The following table compares the Active Objects/Active Scheduler mechanism in Symbian and signals/slots in Qt.
|Asynchronous event handling for applications using asynchronous service providers||Active Object||Signal/Slot|
|Class hierarchy||User-defined classes that need to use asynchronous services should be derived from CActive.||User-defined classes should be derived from QObject or any classes derived from it.|
|Wait loop once asynchronous request is made||CActiveScheduler class emulates the wait loop if an asynchronous event is waiting to be completed. Once the event completes, it calls the respective handler, for example, RunL.||No separate wait loop is required. Signal/slot mechanism combined with application main loop takes care of this.|
|Asynchronous event handling in UI||Active scheduler is built-in with UI applications which makes the application wait in an infinite loop until the next event is received. Events are generated when the user interacts with the UI components.||QApplication manages the event loop for an application.
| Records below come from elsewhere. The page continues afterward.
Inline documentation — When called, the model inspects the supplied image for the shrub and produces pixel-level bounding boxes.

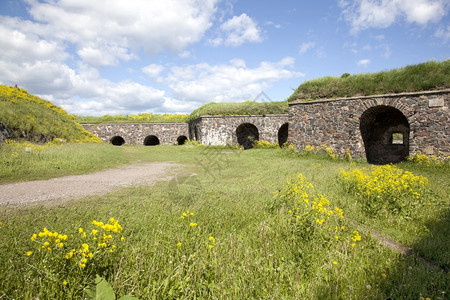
[338,165,428,216]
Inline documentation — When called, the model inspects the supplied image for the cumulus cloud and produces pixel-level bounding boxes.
[339,0,447,33]
[434,25,450,42]
[166,57,304,103]
[211,13,263,47]
[300,42,316,54]
[142,64,165,78]
[357,58,370,68]
[25,0,217,66]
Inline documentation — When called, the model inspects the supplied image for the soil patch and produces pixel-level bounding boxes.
[0,162,179,206]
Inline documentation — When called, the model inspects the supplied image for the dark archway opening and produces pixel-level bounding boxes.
[109,135,125,146]
[177,135,187,145]
[144,135,159,146]
[278,123,289,148]
[236,123,259,149]
[359,105,409,165]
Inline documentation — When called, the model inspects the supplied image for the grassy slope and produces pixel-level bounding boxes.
[74,113,188,124]
[0,85,99,143]
[288,59,450,102]
[187,101,288,122]
[0,145,450,299]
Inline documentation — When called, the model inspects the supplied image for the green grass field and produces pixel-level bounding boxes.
[0,144,450,299]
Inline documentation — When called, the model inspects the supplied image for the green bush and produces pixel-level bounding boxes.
[0,85,101,143]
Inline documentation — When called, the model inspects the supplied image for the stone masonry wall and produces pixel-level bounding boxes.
[288,90,450,155]
[0,122,11,144]
[83,123,189,145]
[189,115,288,145]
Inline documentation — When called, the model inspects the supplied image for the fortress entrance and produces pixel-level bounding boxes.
[236,123,259,150]
[109,135,125,146]
[359,105,409,165]
[278,123,289,148]
[177,135,187,145]
[144,135,159,146]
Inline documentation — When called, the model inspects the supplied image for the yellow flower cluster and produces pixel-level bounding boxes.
[26,218,124,269]
[407,152,450,167]
[205,236,216,249]
[339,165,428,213]
[278,173,361,246]
[180,211,194,219]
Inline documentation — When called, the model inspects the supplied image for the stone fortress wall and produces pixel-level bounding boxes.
[83,89,450,164]
[289,90,450,164]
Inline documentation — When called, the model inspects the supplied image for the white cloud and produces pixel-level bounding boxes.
[357,58,370,68]
[25,0,217,66]
[166,57,304,103]
[339,0,448,33]
[300,42,316,54]
[142,64,164,78]
[434,25,450,43]
[215,13,263,47]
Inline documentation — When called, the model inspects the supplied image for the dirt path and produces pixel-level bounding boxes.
[0,162,179,206]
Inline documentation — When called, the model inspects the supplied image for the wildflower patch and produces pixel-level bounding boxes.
[24,218,125,289]
[338,165,428,215]
[276,173,361,259]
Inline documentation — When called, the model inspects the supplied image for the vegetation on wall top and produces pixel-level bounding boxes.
[0,85,101,143]
[74,113,188,124]
[186,100,289,122]
[288,59,450,102]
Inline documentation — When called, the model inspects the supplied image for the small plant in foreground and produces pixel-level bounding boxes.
[338,165,428,215]
[276,173,361,262]
[406,152,450,167]
[25,218,124,292]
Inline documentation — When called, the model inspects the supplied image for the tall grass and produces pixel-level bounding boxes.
[288,60,450,102]
[0,145,449,299]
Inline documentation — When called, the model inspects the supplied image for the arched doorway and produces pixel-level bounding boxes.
[236,123,259,149]
[144,135,159,146]
[278,123,289,148]
[109,135,125,146]
[177,135,187,145]
[359,105,409,165]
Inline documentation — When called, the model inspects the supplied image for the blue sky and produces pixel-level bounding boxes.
[0,0,450,115]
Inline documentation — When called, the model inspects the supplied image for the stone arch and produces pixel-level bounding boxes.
[359,105,410,165]
[144,135,159,146]
[177,135,188,145]
[109,135,125,146]
[278,122,289,148]
[236,123,259,149]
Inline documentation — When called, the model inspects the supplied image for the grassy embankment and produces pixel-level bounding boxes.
[74,113,188,124]
[288,59,450,102]
[0,144,450,299]
[75,100,288,124]
[0,85,101,143]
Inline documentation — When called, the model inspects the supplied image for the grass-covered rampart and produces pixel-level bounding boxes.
[0,85,101,143]
[288,59,450,102]
[74,113,188,124]
[186,100,289,122]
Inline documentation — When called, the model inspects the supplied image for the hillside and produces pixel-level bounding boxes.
[187,100,288,122]
[0,85,100,143]
[74,113,188,124]
[288,59,450,102]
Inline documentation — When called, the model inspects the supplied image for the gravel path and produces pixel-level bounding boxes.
[0,162,179,206]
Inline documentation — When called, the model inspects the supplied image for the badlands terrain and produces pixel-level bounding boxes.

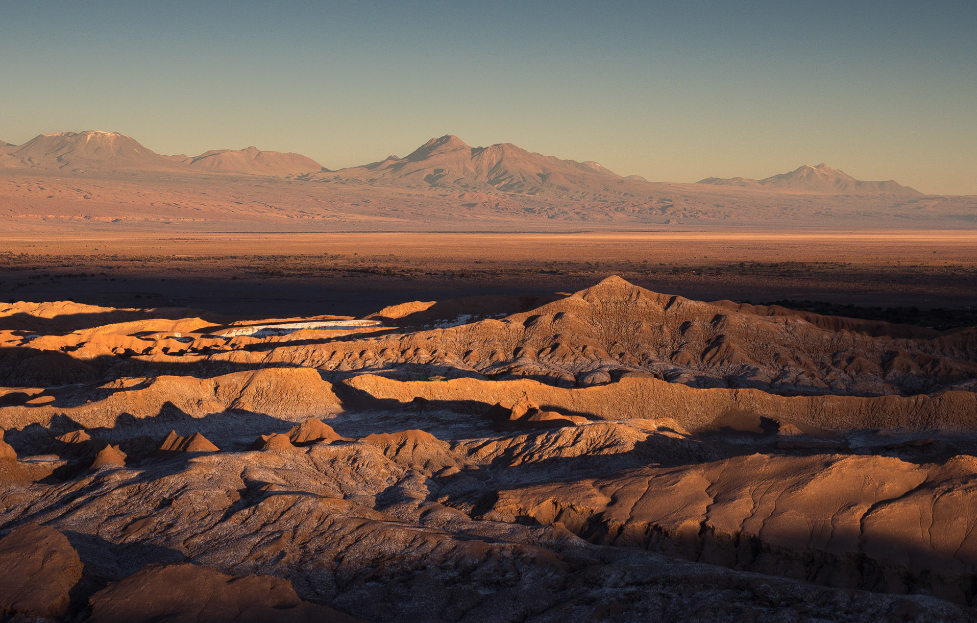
[0,277,977,621]
[0,132,977,623]
[0,131,977,234]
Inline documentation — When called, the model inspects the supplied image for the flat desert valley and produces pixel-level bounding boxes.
[0,133,977,623]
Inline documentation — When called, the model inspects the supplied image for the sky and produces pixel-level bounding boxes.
[0,0,977,194]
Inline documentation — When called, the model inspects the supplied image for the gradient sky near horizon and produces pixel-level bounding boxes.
[0,0,977,194]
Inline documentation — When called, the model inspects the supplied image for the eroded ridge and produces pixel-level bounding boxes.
[0,278,977,621]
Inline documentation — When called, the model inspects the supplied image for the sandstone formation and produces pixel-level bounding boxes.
[0,523,82,621]
[0,278,977,623]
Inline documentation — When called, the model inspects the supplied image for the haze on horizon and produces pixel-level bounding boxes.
[0,1,977,194]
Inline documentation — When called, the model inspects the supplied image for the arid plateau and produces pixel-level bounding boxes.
[0,132,977,623]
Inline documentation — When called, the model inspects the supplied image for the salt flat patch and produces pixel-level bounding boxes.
[220,320,383,338]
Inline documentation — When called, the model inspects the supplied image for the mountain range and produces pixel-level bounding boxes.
[0,131,921,199]
[699,162,922,196]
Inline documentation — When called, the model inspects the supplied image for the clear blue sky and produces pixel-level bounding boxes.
[0,0,977,194]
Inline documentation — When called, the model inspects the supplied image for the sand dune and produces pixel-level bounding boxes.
[184,147,323,177]
[0,277,977,622]
[699,163,922,197]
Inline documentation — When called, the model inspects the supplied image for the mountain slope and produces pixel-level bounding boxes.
[699,162,922,196]
[184,146,323,176]
[319,134,644,194]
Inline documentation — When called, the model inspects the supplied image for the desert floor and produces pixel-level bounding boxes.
[0,231,977,324]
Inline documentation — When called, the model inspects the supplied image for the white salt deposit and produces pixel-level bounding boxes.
[220,320,383,338]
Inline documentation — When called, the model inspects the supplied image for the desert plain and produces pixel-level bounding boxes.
[0,133,977,623]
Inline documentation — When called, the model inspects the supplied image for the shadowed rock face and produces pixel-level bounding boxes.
[0,279,977,622]
[87,564,362,623]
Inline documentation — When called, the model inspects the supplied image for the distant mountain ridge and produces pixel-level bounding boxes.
[183,146,323,175]
[316,134,635,195]
[698,162,922,196]
[0,130,323,176]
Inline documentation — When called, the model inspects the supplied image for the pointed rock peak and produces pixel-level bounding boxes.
[288,418,349,444]
[424,134,468,151]
[405,134,471,162]
[0,429,17,461]
[361,428,440,448]
[159,431,220,452]
[251,433,295,452]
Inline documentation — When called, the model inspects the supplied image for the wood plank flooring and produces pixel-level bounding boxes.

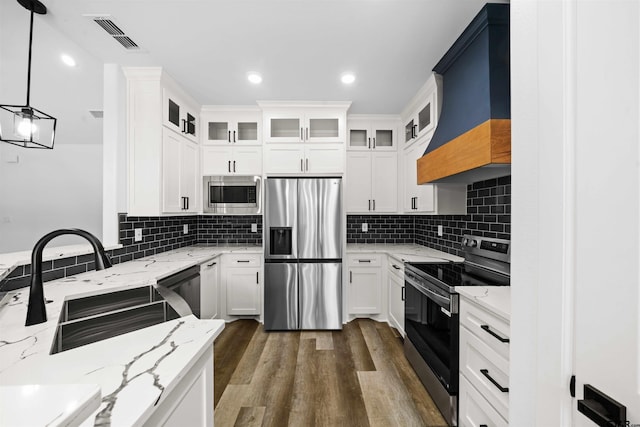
[214,319,447,427]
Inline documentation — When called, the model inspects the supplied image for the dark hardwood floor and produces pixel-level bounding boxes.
[214,319,446,427]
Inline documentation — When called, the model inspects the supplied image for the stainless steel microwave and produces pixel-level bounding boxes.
[202,176,262,215]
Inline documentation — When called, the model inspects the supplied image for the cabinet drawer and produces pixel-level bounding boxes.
[347,253,382,267]
[222,254,262,267]
[458,375,509,427]
[460,326,509,419]
[460,298,510,360]
[387,257,404,283]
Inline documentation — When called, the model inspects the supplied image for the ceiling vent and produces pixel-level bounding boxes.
[89,15,140,50]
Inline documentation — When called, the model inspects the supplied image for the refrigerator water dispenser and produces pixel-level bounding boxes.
[269,227,293,255]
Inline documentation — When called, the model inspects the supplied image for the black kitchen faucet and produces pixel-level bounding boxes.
[25,228,111,326]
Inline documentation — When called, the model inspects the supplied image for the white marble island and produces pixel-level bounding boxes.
[0,247,261,425]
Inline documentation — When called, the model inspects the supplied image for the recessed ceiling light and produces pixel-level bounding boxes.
[340,73,356,85]
[247,72,262,85]
[60,53,76,67]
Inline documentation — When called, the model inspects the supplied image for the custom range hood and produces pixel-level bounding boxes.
[418,3,511,184]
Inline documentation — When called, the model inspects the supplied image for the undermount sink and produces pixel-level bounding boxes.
[51,286,181,354]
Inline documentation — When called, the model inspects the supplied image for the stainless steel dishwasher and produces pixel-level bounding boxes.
[156,265,200,319]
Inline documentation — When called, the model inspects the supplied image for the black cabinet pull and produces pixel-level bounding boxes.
[480,369,509,393]
[578,384,629,426]
[480,325,509,342]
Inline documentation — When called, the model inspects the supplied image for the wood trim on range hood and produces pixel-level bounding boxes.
[417,119,511,184]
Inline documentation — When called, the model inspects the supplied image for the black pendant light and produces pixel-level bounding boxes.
[0,0,57,149]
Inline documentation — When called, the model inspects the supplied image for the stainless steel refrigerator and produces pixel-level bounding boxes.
[264,178,343,330]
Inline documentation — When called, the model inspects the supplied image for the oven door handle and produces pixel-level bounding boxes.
[404,275,455,314]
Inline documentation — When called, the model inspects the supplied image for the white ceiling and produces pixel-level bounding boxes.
[0,0,504,149]
[43,0,500,113]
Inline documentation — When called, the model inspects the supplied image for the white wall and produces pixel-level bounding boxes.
[0,1,103,253]
[509,0,640,426]
[0,144,102,253]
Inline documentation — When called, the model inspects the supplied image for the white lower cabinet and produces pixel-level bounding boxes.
[347,253,382,314]
[200,258,220,319]
[222,254,262,316]
[144,346,213,427]
[387,257,405,337]
[459,297,509,426]
[458,376,509,427]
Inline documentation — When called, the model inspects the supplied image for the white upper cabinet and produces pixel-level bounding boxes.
[201,106,262,145]
[201,145,262,176]
[347,115,400,151]
[402,74,442,146]
[123,67,200,216]
[346,151,398,213]
[258,101,351,143]
[162,87,199,142]
[264,144,344,175]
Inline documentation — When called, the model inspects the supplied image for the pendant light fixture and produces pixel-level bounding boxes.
[0,0,57,149]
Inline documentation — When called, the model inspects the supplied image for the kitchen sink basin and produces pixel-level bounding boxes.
[51,286,181,354]
[60,286,163,323]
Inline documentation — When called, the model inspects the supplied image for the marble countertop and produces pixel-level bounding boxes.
[0,246,262,425]
[456,286,511,322]
[0,384,101,427]
[347,243,464,263]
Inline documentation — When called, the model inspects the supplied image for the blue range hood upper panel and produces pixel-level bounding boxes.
[425,3,511,154]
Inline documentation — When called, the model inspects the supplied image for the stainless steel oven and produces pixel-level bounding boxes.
[202,176,262,215]
[404,235,511,426]
[404,264,460,425]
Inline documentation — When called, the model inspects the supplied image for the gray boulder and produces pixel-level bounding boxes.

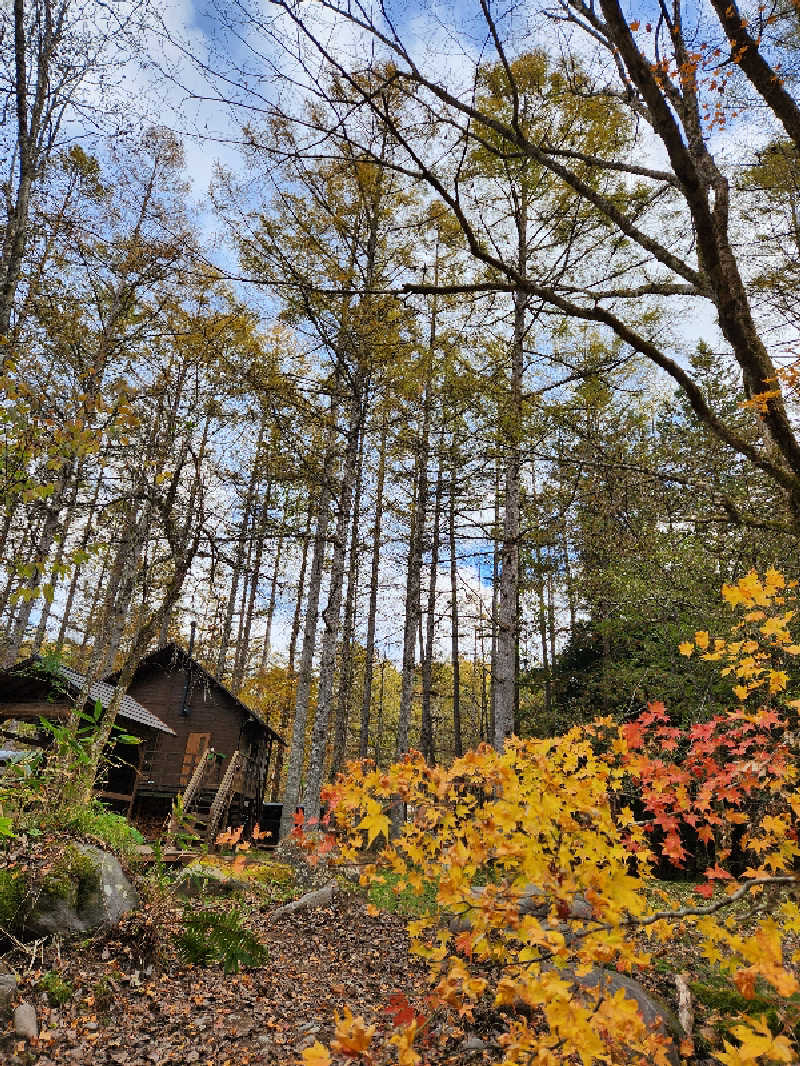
[25,844,139,936]
[565,967,683,1066]
[0,973,17,1018]
[14,1003,38,1040]
[449,885,592,933]
[175,859,246,900]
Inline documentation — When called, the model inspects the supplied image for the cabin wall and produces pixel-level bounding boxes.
[128,664,261,794]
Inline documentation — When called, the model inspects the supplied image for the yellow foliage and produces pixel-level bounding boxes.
[306,569,800,1066]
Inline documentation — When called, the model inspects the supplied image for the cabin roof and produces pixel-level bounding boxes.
[0,656,175,737]
[106,641,286,746]
[59,666,177,737]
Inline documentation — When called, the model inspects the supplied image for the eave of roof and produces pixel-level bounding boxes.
[118,641,286,747]
[59,666,176,737]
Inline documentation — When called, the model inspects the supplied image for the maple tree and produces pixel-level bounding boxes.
[298,569,800,1066]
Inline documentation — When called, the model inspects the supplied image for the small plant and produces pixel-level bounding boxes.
[63,800,145,855]
[37,970,75,1006]
[178,909,268,973]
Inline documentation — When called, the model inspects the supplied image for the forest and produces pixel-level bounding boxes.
[0,0,800,1066]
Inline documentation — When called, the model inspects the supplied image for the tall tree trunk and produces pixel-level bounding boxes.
[494,178,528,750]
[4,463,73,666]
[303,378,362,822]
[358,411,388,759]
[489,455,500,739]
[31,463,83,655]
[214,416,266,681]
[395,353,433,757]
[449,441,464,759]
[420,430,445,764]
[55,469,102,656]
[281,402,338,837]
[231,479,279,693]
[270,497,314,803]
[261,515,289,671]
[330,414,364,781]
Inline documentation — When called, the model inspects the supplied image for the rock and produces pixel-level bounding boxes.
[574,967,683,1066]
[23,844,139,936]
[461,1033,486,1051]
[0,973,17,1017]
[272,881,338,919]
[176,859,243,899]
[449,884,592,933]
[14,1003,38,1040]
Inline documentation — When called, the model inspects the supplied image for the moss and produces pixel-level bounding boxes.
[245,862,294,885]
[689,976,800,1040]
[36,970,75,1006]
[42,844,100,910]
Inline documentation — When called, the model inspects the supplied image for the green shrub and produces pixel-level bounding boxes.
[64,800,145,855]
[178,908,268,973]
[36,970,75,1006]
[367,870,438,915]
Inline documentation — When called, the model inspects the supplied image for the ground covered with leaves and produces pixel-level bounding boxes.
[0,849,789,1066]
[0,844,507,1066]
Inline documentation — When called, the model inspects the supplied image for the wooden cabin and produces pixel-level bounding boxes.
[0,657,174,814]
[113,643,284,838]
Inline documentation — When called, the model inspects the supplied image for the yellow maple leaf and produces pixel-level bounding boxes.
[358,796,389,846]
[303,1040,331,1066]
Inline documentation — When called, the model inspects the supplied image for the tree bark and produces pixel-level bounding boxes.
[303,379,363,823]
[449,441,464,759]
[358,411,388,759]
[494,178,528,752]
[395,354,433,757]
[329,415,364,781]
[281,400,337,837]
[214,416,266,681]
[270,497,314,803]
[420,428,445,765]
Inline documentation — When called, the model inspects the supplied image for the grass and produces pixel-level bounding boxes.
[367,871,438,917]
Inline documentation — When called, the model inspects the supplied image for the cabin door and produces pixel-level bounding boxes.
[180,733,211,788]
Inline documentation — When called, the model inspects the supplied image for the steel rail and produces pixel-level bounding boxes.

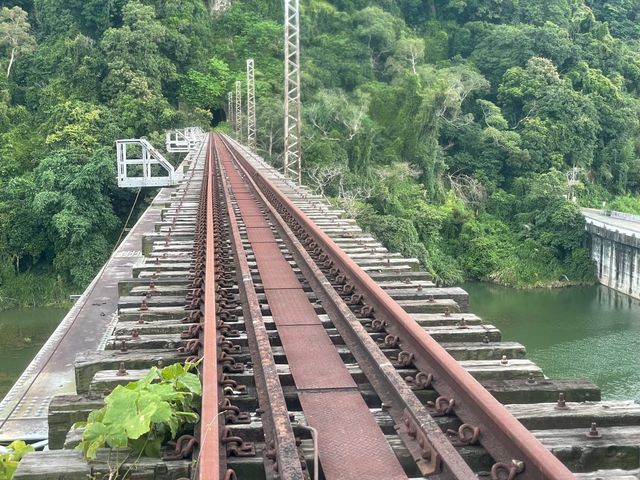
[221,135,575,480]
[198,135,226,480]
[220,134,475,480]
[213,137,308,480]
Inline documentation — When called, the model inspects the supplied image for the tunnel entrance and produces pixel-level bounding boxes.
[211,107,227,128]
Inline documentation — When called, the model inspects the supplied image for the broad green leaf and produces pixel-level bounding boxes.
[151,402,172,423]
[144,438,162,457]
[160,363,187,380]
[178,373,202,396]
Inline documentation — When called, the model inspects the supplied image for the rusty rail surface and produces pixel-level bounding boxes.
[212,138,308,480]
[223,134,575,480]
[194,135,228,480]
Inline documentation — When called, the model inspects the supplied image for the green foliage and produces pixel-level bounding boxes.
[606,195,640,215]
[0,440,35,480]
[0,0,640,298]
[77,363,202,459]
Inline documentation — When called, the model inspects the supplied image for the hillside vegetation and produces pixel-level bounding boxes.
[0,0,640,305]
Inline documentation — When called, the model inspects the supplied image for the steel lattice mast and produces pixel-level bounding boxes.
[284,0,302,184]
[236,80,242,142]
[247,58,257,152]
[227,92,236,132]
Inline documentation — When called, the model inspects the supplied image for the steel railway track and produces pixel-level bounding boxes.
[16,135,640,480]
[194,135,573,479]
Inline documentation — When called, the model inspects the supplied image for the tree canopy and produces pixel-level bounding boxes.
[6,0,640,306]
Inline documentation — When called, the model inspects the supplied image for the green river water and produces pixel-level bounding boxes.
[0,283,640,400]
[0,308,68,400]
[463,283,640,400]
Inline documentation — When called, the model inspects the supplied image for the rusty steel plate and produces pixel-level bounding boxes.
[254,262,302,291]
[242,214,269,228]
[251,243,284,260]
[238,203,265,218]
[298,391,408,480]
[276,322,357,390]
[251,243,302,290]
[247,227,276,245]
[264,289,322,328]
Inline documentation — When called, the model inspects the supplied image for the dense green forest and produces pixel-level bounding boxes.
[0,0,640,305]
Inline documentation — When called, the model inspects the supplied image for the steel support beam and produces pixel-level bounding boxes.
[236,80,243,143]
[247,58,257,153]
[284,0,302,184]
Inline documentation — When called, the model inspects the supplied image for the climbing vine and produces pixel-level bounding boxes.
[75,363,202,459]
[0,440,34,480]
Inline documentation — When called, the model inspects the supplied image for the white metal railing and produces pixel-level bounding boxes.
[116,139,183,188]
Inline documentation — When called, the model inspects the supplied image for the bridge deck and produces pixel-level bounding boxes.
[0,158,192,443]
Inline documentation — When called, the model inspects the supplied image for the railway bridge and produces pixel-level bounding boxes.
[0,134,640,480]
[582,208,640,298]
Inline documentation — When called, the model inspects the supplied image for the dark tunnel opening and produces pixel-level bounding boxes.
[211,107,227,128]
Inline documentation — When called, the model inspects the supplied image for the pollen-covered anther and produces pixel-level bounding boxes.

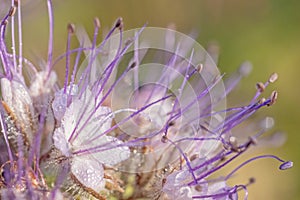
[258,98,266,104]
[8,6,17,17]
[129,62,137,69]
[229,136,239,152]
[268,73,278,83]
[279,161,294,170]
[67,23,75,34]
[115,17,123,30]
[160,135,168,143]
[268,91,278,106]
[256,82,266,93]
[94,17,101,28]
[197,63,203,73]
[249,136,257,145]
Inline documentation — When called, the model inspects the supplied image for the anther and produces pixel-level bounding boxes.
[229,136,239,152]
[256,82,266,93]
[269,73,278,83]
[249,136,257,145]
[258,98,266,104]
[67,24,75,34]
[279,161,294,170]
[168,121,175,126]
[8,6,17,17]
[115,17,123,30]
[129,61,137,69]
[268,91,278,106]
[190,154,198,161]
[197,63,203,73]
[94,17,101,28]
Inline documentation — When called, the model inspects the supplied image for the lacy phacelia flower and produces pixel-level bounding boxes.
[0,0,293,200]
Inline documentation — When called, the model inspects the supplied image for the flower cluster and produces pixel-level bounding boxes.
[0,0,293,200]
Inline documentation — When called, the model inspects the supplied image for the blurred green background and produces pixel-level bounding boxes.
[18,0,300,200]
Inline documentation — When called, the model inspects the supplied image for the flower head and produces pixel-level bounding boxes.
[0,0,293,200]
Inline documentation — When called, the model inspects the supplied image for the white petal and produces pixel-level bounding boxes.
[91,136,130,165]
[53,127,70,157]
[71,156,105,192]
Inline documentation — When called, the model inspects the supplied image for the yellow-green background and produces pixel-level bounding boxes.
[19,0,300,200]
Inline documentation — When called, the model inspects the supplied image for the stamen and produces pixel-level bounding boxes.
[268,73,278,83]
[279,161,294,170]
[256,82,266,93]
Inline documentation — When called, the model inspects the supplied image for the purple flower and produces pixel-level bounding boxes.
[0,0,293,200]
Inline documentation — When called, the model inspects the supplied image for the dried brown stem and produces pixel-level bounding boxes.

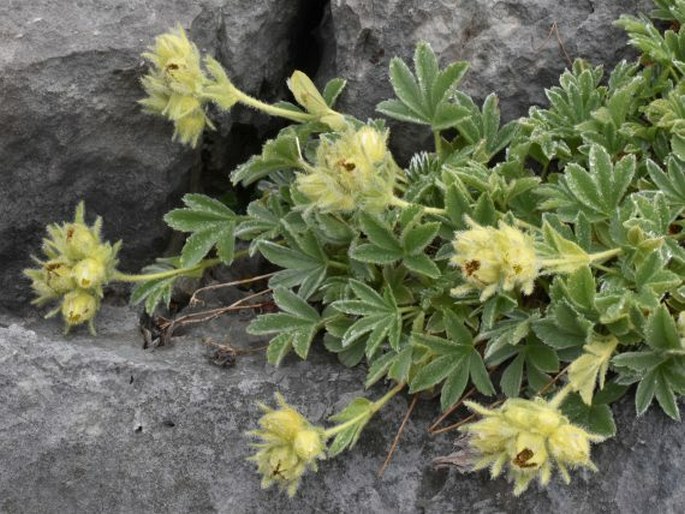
[428,387,476,434]
[378,395,419,477]
[189,271,276,305]
[533,21,573,67]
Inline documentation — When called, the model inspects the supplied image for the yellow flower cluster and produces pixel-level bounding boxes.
[24,202,121,333]
[297,125,398,212]
[460,398,604,496]
[250,394,326,496]
[450,220,540,301]
[140,26,238,147]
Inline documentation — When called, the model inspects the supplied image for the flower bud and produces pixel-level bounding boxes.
[459,398,602,496]
[250,394,326,496]
[355,127,388,164]
[73,258,106,289]
[62,290,98,327]
[43,259,76,294]
[259,402,306,440]
[296,126,397,212]
[293,430,324,461]
[450,220,540,301]
[549,425,590,466]
[512,432,547,469]
[64,223,100,260]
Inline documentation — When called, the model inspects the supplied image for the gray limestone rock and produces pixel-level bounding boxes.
[0,0,302,309]
[0,305,685,514]
[320,0,652,160]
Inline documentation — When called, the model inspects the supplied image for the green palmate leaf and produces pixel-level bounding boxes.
[164,194,237,267]
[359,212,402,253]
[476,312,540,362]
[612,306,685,419]
[646,157,685,209]
[377,43,469,130]
[231,127,302,186]
[561,386,618,437]
[645,305,683,351]
[322,78,347,107]
[350,211,440,278]
[247,288,322,366]
[539,145,636,222]
[258,221,329,298]
[332,280,402,358]
[568,336,618,405]
[409,311,495,410]
[129,257,203,314]
[488,337,559,398]
[538,220,590,273]
[533,300,593,350]
[328,398,374,457]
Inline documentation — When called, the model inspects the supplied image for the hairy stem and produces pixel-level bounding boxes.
[324,382,406,439]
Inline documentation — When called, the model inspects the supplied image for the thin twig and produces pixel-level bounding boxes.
[189,271,277,305]
[428,387,476,433]
[431,400,504,435]
[533,21,573,66]
[428,364,571,435]
[536,364,571,395]
[378,394,419,477]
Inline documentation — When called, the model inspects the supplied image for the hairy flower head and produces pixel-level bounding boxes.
[460,398,603,496]
[250,394,326,496]
[61,289,99,327]
[297,125,398,212]
[140,26,238,147]
[450,220,540,300]
[24,202,121,332]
Signals are built-in for standard UI components and are emitted (generated) when the user interacts with the UI components.|
|Function invoked when asynchronous event is completed||For user-defined classes, the standard function RunL is invoked.||For user-defined classes, you can define the signals, emit those signals, and decide which function (slot) should handle those signals.|
|Functions invoked when events/signals from standard UI components need to be handled||Standard functions such as OfferKeyEventL, HandlePointerEventL, and HandleCommandL are invoked.||There are standard signals defined but you can decide the slot where it needs to be called when the signal is emitted.|
|Input parameters for the standard function||The function parameters for standard functions (RunL, OfferKeyEventL) are predefined and cannot be changed.||Signal parameter(s) and slot parameter(s) can be decided by the developer. The advantage of this is that the class level variables can be reduced as they can be created in a function and passed in signals/slots as parameters when the signals and slots are being connected. Even standard signals with predefined parameters can be altered using QSignalMapper classes.|
|Number of asynchronous requests in user-defined class||There can be only one outstanding request in user-defined classes which will be serviced by RunL.||There can be many signals and slots connected in every class. Hence many requests can be serviced/processed.|
|User-defined events||Not possible.||User-defined classes can subclass standard classes and define their own signals. User-defined classes can also add their own signals.|
|Inter-object communication mechanism||No separate mechanism. The object whose information is required is usually kept as a member variable and standard C++ getter/setter functions are used. There is no direct mechanism of automatically getting intimated of the state information of an object.||Signals and slots can be used to exchange information between objects eliminating the need of an object being made a member variable of the class. The state of the object can also be tracked by making the object emit a signal and connecting the signal to a slot in the class.|
|Making asynchronous calls work like synchronous calls||Depending on whether the asynchronous function is executed in the same thread or different thread, one of the APIs in CActiveSchedulerWait or the API User::WaitForRequest() can be used.||QEventLoop can be used to achieve this:
QEventLoop eventLoop; connect(this, SIGNAL(TwmsAsyncFunctioncompleted()), &eventLoop, SLOT(quit())); eventLoop.exec(QEventLoop::ExcludeUserInputEvents); This will also block the UI events in case the user does not want to process them until the asynchronous operation completes.